47.       La prétention de l'appelante voulant que le donneur d'ouvrage puisse écarter un soumissionnaire dont le prix soumis est moindre et dont la soumission n'est affectée que d'une non-conformité mineure aurait pour effet d'évacuer de la procédure d'appel d'offres le régime contractuel prescrit par la Cour suprême pour le remplacer par une forme d'arbitraire et une discrétion indue du donneur d'ouvrage.

———————————————————————————————-

16         Voir à ce titre Transport Fafard inc. c. Corporation municipale de Saint-Eugène, C.S., Drummond, no. 405-05-000183-889, 26 octobre 1988, pp. 19-21; Pavages Des Moulins inc. c. Lachenaie (Ville de), J.E. 97-2052 (C.S.) p. 12; Réno-Tapis Plus inc. c. Corporation d'hébergement du Québec, 150-05-002978-023, le 25 août 2005, l'Honorable Carl Lachance, J.C.S.; 2744-1781 Québec inc. c. Québec, REJB 1990-15410 (C.S.).

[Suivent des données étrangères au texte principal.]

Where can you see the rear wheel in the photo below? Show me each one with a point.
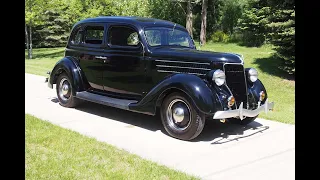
(65, 90)
(180, 118)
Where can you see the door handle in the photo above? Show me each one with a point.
(101, 57)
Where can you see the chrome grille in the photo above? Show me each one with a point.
(188, 67)
(235, 79)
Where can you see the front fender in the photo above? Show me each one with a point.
(254, 90)
(204, 98)
(70, 66)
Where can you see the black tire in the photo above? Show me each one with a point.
(245, 121)
(67, 100)
(192, 123)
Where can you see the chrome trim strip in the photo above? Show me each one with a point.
(179, 72)
(242, 113)
(183, 67)
(169, 61)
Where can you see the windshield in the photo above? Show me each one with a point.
(159, 36)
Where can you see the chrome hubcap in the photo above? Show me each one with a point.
(178, 115)
(64, 89)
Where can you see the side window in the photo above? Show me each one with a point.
(76, 38)
(93, 35)
(123, 36)
(153, 37)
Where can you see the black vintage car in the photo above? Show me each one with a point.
(149, 65)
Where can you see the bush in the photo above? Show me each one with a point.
(219, 36)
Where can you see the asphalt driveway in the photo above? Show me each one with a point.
(262, 150)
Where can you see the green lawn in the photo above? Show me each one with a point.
(280, 88)
(53, 152)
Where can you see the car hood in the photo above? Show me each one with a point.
(187, 54)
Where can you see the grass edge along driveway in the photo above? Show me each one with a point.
(53, 152)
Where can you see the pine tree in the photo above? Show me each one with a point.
(253, 23)
(56, 30)
(282, 34)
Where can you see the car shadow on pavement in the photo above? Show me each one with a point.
(220, 133)
(214, 130)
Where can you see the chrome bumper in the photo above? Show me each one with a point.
(243, 112)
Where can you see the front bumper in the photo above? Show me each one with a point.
(242, 113)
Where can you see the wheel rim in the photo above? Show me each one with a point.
(178, 115)
(64, 89)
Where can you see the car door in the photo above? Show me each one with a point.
(91, 55)
(124, 69)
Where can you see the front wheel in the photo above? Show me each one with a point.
(64, 91)
(180, 118)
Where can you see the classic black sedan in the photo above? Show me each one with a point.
(149, 65)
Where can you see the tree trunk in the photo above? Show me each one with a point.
(203, 32)
(27, 38)
(189, 18)
(30, 49)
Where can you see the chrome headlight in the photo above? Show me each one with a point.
(219, 77)
(253, 74)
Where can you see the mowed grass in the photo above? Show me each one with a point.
(279, 87)
(43, 60)
(53, 152)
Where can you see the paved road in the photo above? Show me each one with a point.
(262, 150)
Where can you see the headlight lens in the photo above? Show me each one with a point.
(219, 77)
(253, 74)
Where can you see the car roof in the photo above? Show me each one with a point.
(140, 21)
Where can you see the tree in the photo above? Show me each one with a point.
(282, 33)
(203, 32)
(55, 31)
(232, 11)
(189, 22)
(253, 23)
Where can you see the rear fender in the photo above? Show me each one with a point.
(70, 66)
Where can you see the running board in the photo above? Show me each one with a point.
(113, 102)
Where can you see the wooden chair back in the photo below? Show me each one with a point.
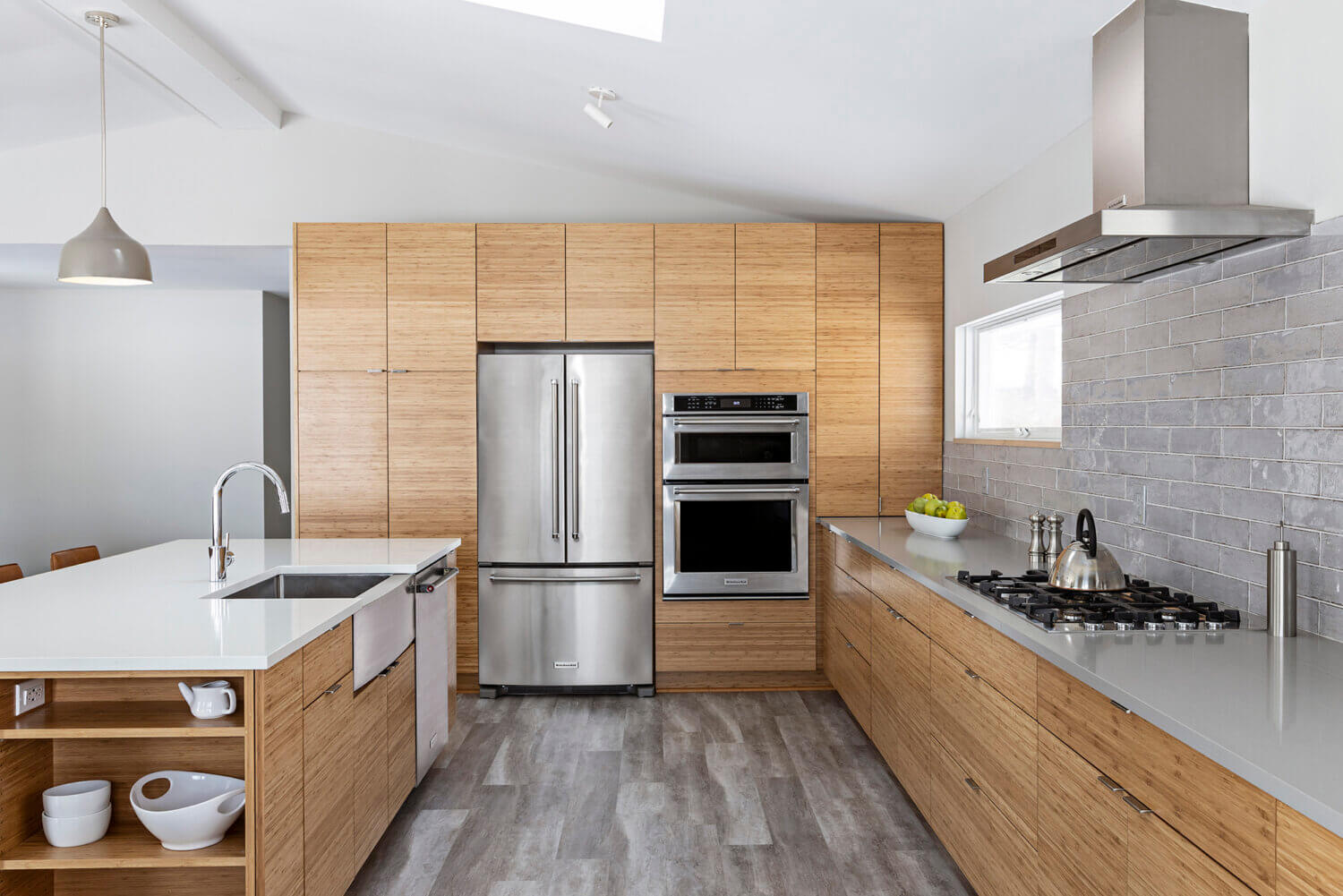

[96]           Vu sa décision sur l'absence de discrétion de la Ville dans de telles circonstances, le premier juge n'a pas conclu à un exercice arbitraire de la discrétion.  Il y a plus, il écrit même que la preuve n'établit pas que la soumission retenue était non conforme :

GB plaide que la deuxième plus basse soumission, celle de Charest et Fils, était non conforme et que la Ville n’aurait pas dû l’accepter. Même si le tribunal conclut que GB a l’intérêt requis pour soulever cette question, rejetant ainsi l’objection du procureur de la Ville, le tribunal conclut que la preuve de GB n’établit pas, de manière concluante et prépondérante que la soumission de Charest et Fils n’était pas conforme et aurait dû être rejetée.

 

ANALYSE

[97]           J'estime devoir réitérer que, selon moi et avec égards pour l'opinion contraire :

97.1.         la Ville avait la discrétion pour refuser de corriger l'irrégularité même si on conclut maintenant qu'elle était mineure;

97.2          il n'y a pas de preuve que la Ville a exercé sa discrétion de mauvaise foi.

 

LA DISCRÉTION

[98]           La Ville de Rimouski aurait pu passer outre à l'erreur commise par l'intimée et utiliser sa discrétion pour permettre à Structures GB de faire la correction et lui octroyer le contrat.

[99]           Ainsi que l'expose très bien le juge Brossard, la doctrine et la jurisprudence ont reconnu au cours des dernières années que le maître d'œuvre - généralement des municipalités - jouissait d'une telle discrétion.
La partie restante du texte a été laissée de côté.